Pero la “amenaza excepcional” asociada al momento crítico -y que remite a la tesis de Schmitt, la decisión que en tal contexto “se libera de toda obligación normativa y se vuelve absoluta»- parece muy atractiva a la hora de excusar la sordina. “En una fortaleza sitiada, toda disidencia es traición”. La dura frase con la que San Ignacio de Loyola condenó el cisma protestante en el siglo XVI -y que el propio Fidel cita arteramente para dispensar la represión no contra simples adversarios políticos, sino “enemigos de la revolución”- enreda incluso a demócratas ofuscados. El valor de la interpelación, la alerta de la voz discordante, el reclamo fundamentado o la duda, lejos de un insumo vital para la deliberación, terminan siendo vistos como invitación al caos. La lógica de la guerra aplastando sin melindres a la de la política, una y otra vez.

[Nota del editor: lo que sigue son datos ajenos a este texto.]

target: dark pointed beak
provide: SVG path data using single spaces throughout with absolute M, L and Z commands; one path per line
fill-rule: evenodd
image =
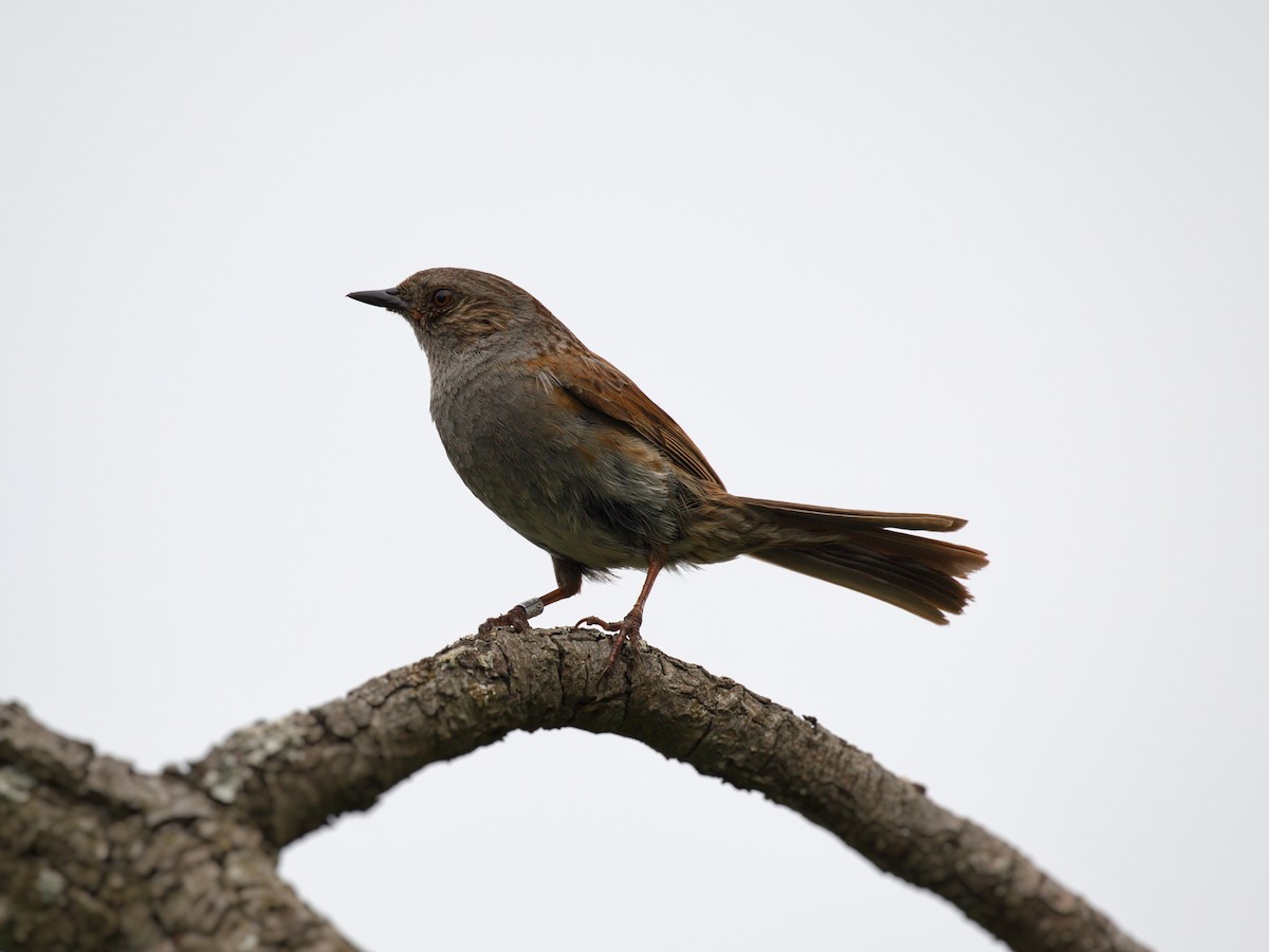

Es necesario mirarse en ese espejo. Más en tiempos en que los chantajes de la unidad “como sea” reviven para dar gusto a la estigmatización de la crítica. Tras un periplo que desnuda los mundanos apetitos de muchos que se escudaban tras la bandera imprecisa de la “lucha por la libertad”, pedir mutismos o lealtades podría incluso resultar ofensivo. La memoria es dúctil, sí; pero está muy viva la herida que dejan los fracasos de los que nadie se hizo cargo, el sectarismo, la gimnasia de descrédito y exclusión, el discurso simplista y maniqueo, los gravísimos escándalos administrativos. Cabría preguntarse, por cierto, si ese mismo pacto de silencio será la regla en una suerte de primarias descafeinadas. Lo visto hasta ahora insinúa lo contrario: que el interés privado no dará tregua a quienes optan por salir a flote empinándose sobre la trasquilada reputación de sus competidores.